The mud flats are exposed for a short time during low tide, and, as the surface of the water here rises and falls with the tide more than 4 feet, with a maximum fluctuation considerably greater, large volumes of water are continually flowing backward and forward over the flats. As the tide rises, strong currents of sea water set in through the inlets, flow up the main channels and through the thoroughfares, and gradually find their way into the countless small channels and out of them over the broad level stretches of soft mud. As the tide falls, this action is reversed, and the broad sheet of water finds its way by devious paths through the winding watercourses out to sea. The larger channels extend considerably below the surface at times of highest water and may be quite deep even at times of low water. They are, perhaps, stream courses excavated before the region was drowned. Many of the smaller channels also have the general form characteristic of normal stream channels, although others show peculiarities not common to subaerial drainage. The origin of these submarine and tidal features is not well understood, but the photographs of them show their form and furnish some basis for a study of them.

Fig. 28—A stream system of the mud-flat area on the ocean side of the Eastern Shore, Virginia. The light-colored area is beach sand above water. The treelike form is a stream system of subnormally developed pattern. Note the seeming uncertainty of course, some of the branch streams rising close to the mouth of the trunk stream; the junction of branches at the head; and the “frostwork” patterns. Scale not known.

Fig. 29—Mud-flat streams, showing curious frostwork pattern at the head of underwater channels. Note the pools and the veinlike drainage lines from them. Scale not known.

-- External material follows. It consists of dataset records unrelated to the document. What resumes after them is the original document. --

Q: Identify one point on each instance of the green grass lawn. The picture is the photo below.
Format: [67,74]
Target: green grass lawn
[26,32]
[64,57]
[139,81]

The photographs reproduced as Figures 28 and 29 were taken northeast of Cape Charles, Virginia, in the summer of 1920 at low tide. The light-colored ribbon-like bands represent water-filled channels; and the darker-colored areas, either wet mud exposed to the air or mud slightly submerged. However, photographs taken under certain conditions of light may show the exact line between the exposed and the drowned portions of a land surface.